The call to rejoice in persecution demands that we reappraise our values. Jesus asks us to detach ourselves from this age and to recalibrate our ideas about time. We should tell ourselves, "Our time on earth is short; eternity is long. If we endure insults or privation in this life, they are short-lived in comparison to eternity. If we should die because of persecution, then we meet the Lord and taste his goodness earlier than we anticipated."
Jesus summons us to compare this life with eternity. The Bible affirms the value of this life. It teaches us what we need to know to life well on earth. It enables us to lead a morally upright and personally satisfying life. God tells us that he gives us his commands and decrees "for your good" (Deut. 10:13 ESV).
But Jesus also states a vital qualifier. Sometimes our "reward" for living well is persecution. Sometimes warriors scorn peacemakers. They are angry and want to stay that way, so they despise peacemakers. Jesus warns us that we may do almost everything right, and yet the only payoff may be opposition or persecution.

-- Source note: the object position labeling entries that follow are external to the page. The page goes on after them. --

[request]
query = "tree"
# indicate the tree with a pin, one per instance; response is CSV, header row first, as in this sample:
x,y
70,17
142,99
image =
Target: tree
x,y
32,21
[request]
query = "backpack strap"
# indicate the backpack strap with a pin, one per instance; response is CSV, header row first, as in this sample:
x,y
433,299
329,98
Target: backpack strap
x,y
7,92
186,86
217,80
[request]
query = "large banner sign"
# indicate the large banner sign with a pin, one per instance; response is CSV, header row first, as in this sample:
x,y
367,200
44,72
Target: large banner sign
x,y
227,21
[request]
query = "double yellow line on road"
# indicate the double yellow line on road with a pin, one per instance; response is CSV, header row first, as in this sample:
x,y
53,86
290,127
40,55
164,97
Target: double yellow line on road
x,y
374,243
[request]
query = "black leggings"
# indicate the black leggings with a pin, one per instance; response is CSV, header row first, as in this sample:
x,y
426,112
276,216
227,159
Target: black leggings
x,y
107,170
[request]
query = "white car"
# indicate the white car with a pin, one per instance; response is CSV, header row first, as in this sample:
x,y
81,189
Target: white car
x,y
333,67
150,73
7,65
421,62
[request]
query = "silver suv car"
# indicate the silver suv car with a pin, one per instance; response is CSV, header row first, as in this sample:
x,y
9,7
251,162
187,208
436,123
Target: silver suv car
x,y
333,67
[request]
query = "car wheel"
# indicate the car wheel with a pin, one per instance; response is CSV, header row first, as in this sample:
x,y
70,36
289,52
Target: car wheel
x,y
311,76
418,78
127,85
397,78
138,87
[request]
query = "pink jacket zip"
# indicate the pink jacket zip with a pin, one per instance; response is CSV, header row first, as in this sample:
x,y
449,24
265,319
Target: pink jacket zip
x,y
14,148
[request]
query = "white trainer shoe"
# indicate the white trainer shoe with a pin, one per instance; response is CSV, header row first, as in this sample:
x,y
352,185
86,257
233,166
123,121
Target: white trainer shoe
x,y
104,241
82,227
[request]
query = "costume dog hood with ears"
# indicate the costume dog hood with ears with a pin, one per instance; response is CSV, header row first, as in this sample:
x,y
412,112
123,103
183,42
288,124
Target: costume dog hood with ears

Evaluating this truth, and the truth of the Beatitudes, J.C. Ryle writes:
Let us learn how the teaching of Christ is sadly different from the practice of many professing Christians. Where shall we find men and women among those who go to churches and chapels, who are striving to live up to the pattern we have read of today? There is too much reason to fear that many baptized people are utterly ignorant of what the New Testament commands.I pray the church will seek to be a people who know and take seriously the commands of Scripture and seek to live them out for the glory of God!